"You do not know what you are saying, Rima. You might as well say: 'Come, let us go to the sun and find out everything in it.'"
"It is you who do not know what you are saying," she retorted, with brightening eyes which for a moment glanced full into mine. "We have no wings like birds to fly to the sun. Am I not able to walk on the earth, and run? Can I not swim? Can I not climb every mountain?"
"No, you cannot. You imagine that all the earth is like this little portion you see. But it is not all the same. There are great rivers which you cannot cross by swimming; mountains you cannot climb; forests you cannot penetrate--dark, and inhabited by dangerous beasts, and so vast that all this space your eyes look on is a mere speck of earth in comparison."
She listened excitedly. "Oh, do you know all that?" she cried, with a strangely brightening look; and then half turning from me, she added, with sudden petulance: "Yet only a minute ago you knew nothing of the world--because it is so large! Is anything to be gained by speaking to one who says such contrary things?"

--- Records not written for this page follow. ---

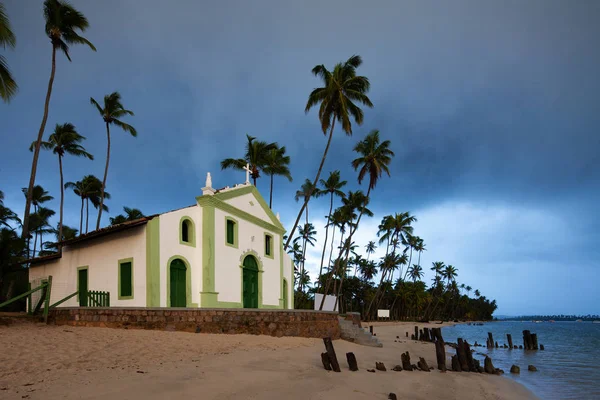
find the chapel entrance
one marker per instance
(177, 271)
(250, 282)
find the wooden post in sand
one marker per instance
(331, 354)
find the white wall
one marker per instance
(227, 259)
(170, 246)
(101, 255)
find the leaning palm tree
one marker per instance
(341, 88)
(256, 156)
(276, 163)
(332, 186)
(64, 140)
(8, 86)
(131, 214)
(62, 22)
(112, 111)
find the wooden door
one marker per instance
(82, 285)
(178, 283)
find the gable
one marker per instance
(248, 200)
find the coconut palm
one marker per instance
(332, 186)
(64, 140)
(112, 111)
(256, 155)
(276, 163)
(131, 214)
(8, 86)
(341, 89)
(62, 23)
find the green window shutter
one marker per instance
(230, 232)
(268, 245)
(126, 281)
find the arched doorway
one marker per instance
(285, 306)
(250, 282)
(177, 272)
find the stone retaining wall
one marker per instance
(302, 323)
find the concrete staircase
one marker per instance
(354, 333)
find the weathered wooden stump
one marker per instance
(462, 355)
(326, 362)
(406, 365)
(352, 361)
(331, 354)
(423, 364)
(488, 367)
(456, 364)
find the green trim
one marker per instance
(191, 232)
(271, 247)
(208, 296)
(188, 280)
(261, 270)
(236, 227)
(122, 261)
(153, 263)
(216, 202)
(251, 189)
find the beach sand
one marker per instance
(61, 362)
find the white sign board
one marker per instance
(329, 302)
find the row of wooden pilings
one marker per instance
(530, 342)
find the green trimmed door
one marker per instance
(250, 282)
(177, 272)
(82, 287)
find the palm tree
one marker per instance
(8, 86)
(307, 235)
(112, 111)
(341, 88)
(370, 248)
(276, 163)
(331, 186)
(62, 22)
(131, 214)
(64, 140)
(89, 189)
(256, 155)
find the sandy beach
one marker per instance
(52, 362)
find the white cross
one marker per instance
(247, 169)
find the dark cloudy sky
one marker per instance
(492, 107)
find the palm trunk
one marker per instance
(271, 194)
(103, 180)
(325, 243)
(314, 185)
(62, 203)
(36, 151)
(87, 214)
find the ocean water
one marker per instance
(568, 368)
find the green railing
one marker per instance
(98, 299)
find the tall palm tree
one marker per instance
(276, 163)
(62, 22)
(64, 140)
(8, 86)
(341, 88)
(370, 248)
(131, 214)
(255, 155)
(112, 111)
(331, 186)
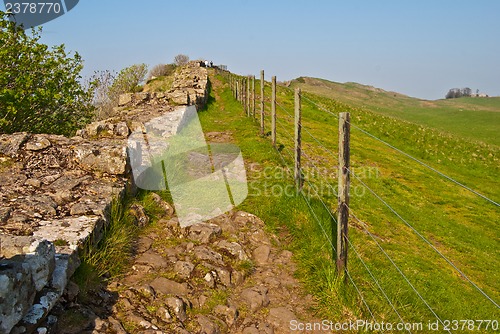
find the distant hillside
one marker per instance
(473, 118)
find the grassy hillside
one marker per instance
(473, 118)
(460, 225)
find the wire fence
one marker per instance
(286, 122)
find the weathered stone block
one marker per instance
(17, 293)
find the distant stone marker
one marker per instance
(29, 14)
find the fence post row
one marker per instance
(343, 191)
(242, 90)
(273, 111)
(298, 140)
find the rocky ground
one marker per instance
(223, 276)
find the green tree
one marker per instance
(40, 89)
(129, 80)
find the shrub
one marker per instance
(40, 89)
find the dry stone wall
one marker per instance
(55, 194)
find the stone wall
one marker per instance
(55, 195)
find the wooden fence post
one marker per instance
(343, 184)
(248, 96)
(262, 83)
(253, 96)
(236, 89)
(273, 112)
(243, 93)
(298, 131)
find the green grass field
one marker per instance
(476, 119)
(462, 226)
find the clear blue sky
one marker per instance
(420, 48)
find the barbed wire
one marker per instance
(423, 238)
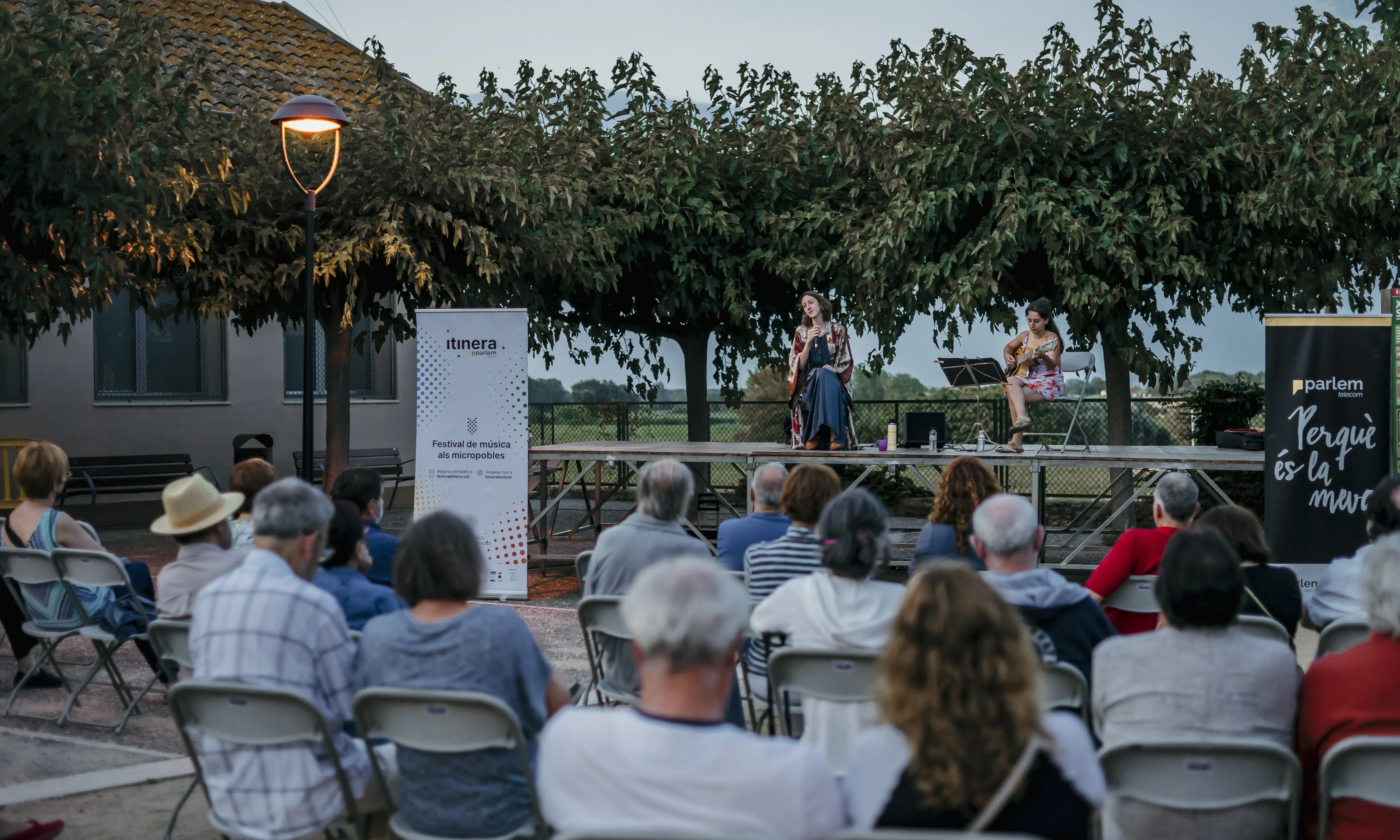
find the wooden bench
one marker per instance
(387, 463)
(128, 475)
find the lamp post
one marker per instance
(310, 115)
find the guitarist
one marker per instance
(1032, 369)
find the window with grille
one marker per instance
(136, 359)
(15, 372)
(372, 370)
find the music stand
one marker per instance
(964, 373)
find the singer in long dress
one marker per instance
(820, 379)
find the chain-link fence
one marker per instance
(1155, 422)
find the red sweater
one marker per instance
(1137, 552)
(1350, 694)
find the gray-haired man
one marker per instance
(265, 624)
(654, 533)
(672, 765)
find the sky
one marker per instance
(463, 37)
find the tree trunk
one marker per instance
(1121, 426)
(698, 386)
(338, 398)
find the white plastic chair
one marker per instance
(1263, 628)
(1342, 635)
(82, 568)
(1136, 595)
(1202, 775)
(601, 615)
(1364, 768)
(34, 568)
(255, 716)
(1065, 688)
(443, 723)
(839, 677)
(1072, 363)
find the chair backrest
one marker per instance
(843, 677)
(437, 722)
(1135, 595)
(1342, 635)
(1263, 628)
(1063, 687)
(171, 639)
(1364, 768)
(1073, 363)
(1199, 775)
(603, 614)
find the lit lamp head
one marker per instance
(310, 115)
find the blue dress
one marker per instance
(825, 397)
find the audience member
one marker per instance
(1269, 590)
(766, 523)
(1065, 622)
(1199, 677)
(265, 624)
(672, 765)
(344, 572)
(444, 643)
(248, 478)
(196, 516)
(41, 470)
(1140, 549)
(958, 694)
(1338, 594)
(838, 607)
(965, 484)
(1354, 694)
(622, 552)
(771, 565)
(365, 488)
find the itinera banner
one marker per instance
(472, 454)
(1326, 434)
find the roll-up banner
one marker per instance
(472, 454)
(1326, 434)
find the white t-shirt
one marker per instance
(881, 755)
(619, 771)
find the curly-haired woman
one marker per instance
(964, 486)
(965, 744)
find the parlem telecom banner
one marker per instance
(474, 433)
(1326, 434)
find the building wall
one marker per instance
(62, 408)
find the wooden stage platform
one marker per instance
(1149, 463)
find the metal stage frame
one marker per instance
(1149, 465)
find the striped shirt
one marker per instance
(261, 624)
(768, 566)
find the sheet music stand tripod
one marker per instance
(974, 373)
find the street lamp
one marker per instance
(310, 115)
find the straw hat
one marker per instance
(194, 505)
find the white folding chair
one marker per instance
(841, 677)
(1342, 635)
(1065, 688)
(255, 716)
(601, 615)
(1364, 768)
(1072, 363)
(1136, 595)
(1203, 775)
(34, 568)
(82, 568)
(1263, 628)
(443, 723)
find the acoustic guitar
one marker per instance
(1023, 365)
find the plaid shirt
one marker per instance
(261, 624)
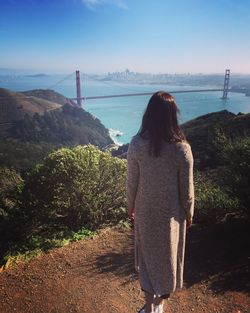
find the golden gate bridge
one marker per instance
(79, 98)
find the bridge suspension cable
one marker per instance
(60, 81)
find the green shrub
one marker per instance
(212, 202)
(75, 187)
(235, 173)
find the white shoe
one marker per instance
(158, 308)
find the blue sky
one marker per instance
(97, 36)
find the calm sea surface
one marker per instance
(124, 114)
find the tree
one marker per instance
(76, 187)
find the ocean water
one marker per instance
(123, 115)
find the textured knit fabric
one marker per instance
(160, 189)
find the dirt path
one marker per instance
(96, 275)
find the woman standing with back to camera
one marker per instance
(160, 198)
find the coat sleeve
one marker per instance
(132, 177)
(186, 184)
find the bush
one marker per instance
(75, 187)
(212, 202)
(11, 185)
(235, 173)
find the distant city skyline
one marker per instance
(101, 36)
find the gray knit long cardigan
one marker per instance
(161, 191)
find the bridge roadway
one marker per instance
(145, 94)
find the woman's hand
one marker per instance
(131, 214)
(189, 222)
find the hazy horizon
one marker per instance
(101, 36)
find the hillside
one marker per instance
(201, 132)
(62, 280)
(14, 105)
(33, 123)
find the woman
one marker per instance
(160, 198)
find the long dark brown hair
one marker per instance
(160, 123)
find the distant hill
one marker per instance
(14, 105)
(201, 133)
(37, 75)
(33, 123)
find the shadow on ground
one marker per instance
(218, 254)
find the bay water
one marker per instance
(122, 116)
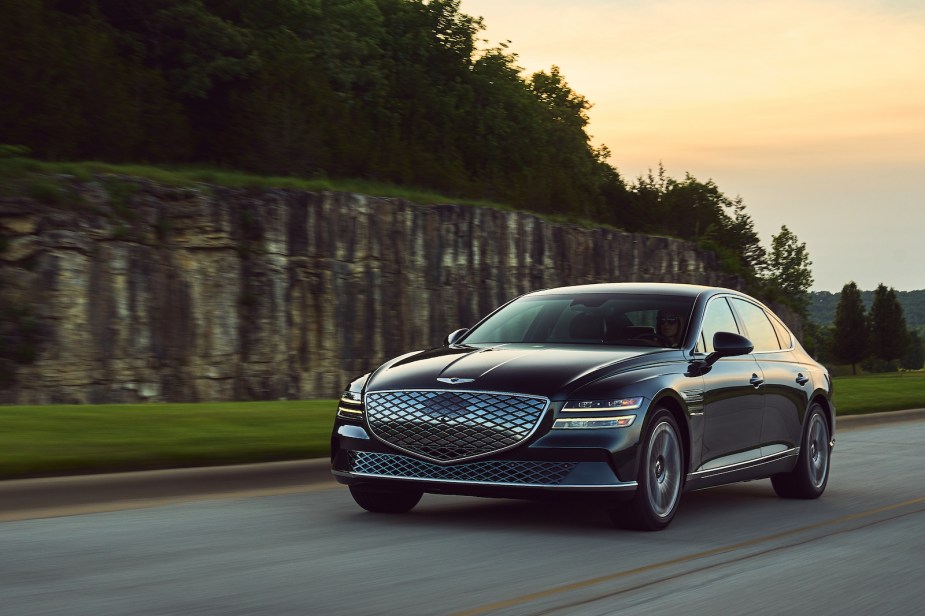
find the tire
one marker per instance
(385, 501)
(809, 477)
(660, 478)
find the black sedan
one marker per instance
(629, 394)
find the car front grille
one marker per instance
(511, 472)
(450, 426)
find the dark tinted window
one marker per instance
(594, 318)
(757, 325)
(718, 318)
(783, 334)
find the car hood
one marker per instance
(550, 371)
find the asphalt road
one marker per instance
(860, 549)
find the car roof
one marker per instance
(642, 288)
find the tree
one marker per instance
(788, 268)
(914, 359)
(849, 343)
(889, 338)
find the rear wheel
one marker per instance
(659, 477)
(811, 474)
(385, 501)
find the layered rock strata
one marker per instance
(223, 294)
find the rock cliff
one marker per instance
(130, 291)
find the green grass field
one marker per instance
(55, 440)
(880, 392)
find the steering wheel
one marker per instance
(654, 337)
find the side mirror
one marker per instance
(727, 344)
(455, 336)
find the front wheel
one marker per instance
(811, 474)
(385, 501)
(660, 477)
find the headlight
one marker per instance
(621, 404)
(584, 423)
(598, 406)
(351, 405)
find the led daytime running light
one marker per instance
(589, 423)
(622, 404)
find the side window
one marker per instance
(759, 328)
(783, 334)
(718, 318)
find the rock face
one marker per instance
(163, 294)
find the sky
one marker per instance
(812, 111)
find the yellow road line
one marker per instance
(566, 588)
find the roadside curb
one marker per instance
(46, 496)
(848, 422)
(69, 495)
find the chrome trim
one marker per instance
(722, 470)
(351, 431)
(616, 487)
(540, 416)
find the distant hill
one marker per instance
(822, 306)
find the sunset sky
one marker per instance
(812, 111)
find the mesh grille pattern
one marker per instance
(447, 426)
(488, 471)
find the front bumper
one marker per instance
(549, 466)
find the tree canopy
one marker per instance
(849, 340)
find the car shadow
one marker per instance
(705, 507)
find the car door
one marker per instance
(787, 385)
(732, 408)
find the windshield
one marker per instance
(597, 318)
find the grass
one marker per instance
(66, 439)
(880, 392)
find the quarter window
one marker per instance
(759, 328)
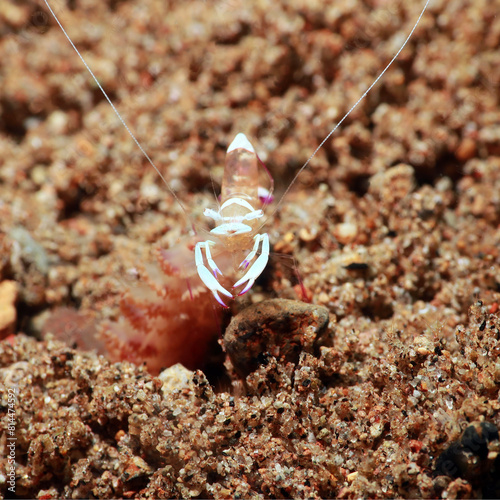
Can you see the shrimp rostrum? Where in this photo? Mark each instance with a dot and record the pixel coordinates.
(235, 235)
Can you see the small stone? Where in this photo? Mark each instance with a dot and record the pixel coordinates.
(8, 313)
(466, 149)
(346, 232)
(177, 377)
(282, 328)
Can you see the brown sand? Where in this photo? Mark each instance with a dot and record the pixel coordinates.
(395, 227)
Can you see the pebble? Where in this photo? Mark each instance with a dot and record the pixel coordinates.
(282, 328)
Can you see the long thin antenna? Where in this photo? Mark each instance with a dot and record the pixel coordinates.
(120, 116)
(349, 112)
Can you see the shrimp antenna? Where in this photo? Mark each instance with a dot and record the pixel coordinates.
(143, 151)
(349, 112)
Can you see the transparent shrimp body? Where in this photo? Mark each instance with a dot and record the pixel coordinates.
(236, 223)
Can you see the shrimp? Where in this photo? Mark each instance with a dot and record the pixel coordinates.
(236, 222)
(237, 237)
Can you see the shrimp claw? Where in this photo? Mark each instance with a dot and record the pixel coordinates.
(205, 275)
(258, 266)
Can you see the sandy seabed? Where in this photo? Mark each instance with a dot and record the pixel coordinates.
(395, 228)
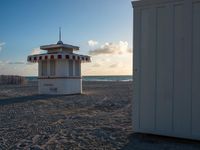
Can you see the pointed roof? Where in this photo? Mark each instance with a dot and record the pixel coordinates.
(59, 44)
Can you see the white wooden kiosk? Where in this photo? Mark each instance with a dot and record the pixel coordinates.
(167, 67)
(59, 70)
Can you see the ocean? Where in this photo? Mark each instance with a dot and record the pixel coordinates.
(96, 78)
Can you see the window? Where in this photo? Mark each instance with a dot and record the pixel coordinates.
(71, 68)
(52, 68)
(44, 68)
(77, 68)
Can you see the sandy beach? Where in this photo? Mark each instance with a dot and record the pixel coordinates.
(98, 119)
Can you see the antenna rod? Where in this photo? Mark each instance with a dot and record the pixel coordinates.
(59, 33)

I explained that I had not contradicted myself, that she had not rightly interpreted my words. I knew, I said, something about the principal features of the different countries of the world, as, for instance, the largest mountain ranges, and rivers, and the cities. Also something, but very little, about the tribes of savage men. She heard me with impatience, which made me speak rapidly, in very general terms; and to simplify the matter I made the world stand for the continent we were in. It seemed idle to go beyond that, and her eagerness would not have allowed it.
"Tell me all you know," she said the moment I ceased speaking. "What is there--and there--and there?" pointing in various directions. "Rivers and forests--they are nothing to me. The villages, the tribes, the people everywhere; tell me, for I must know it all."
"It would take long to tell, Rima."
"Because you are so slow. Look how high the sun is! Speak, speak! What is there?" pointing to the north.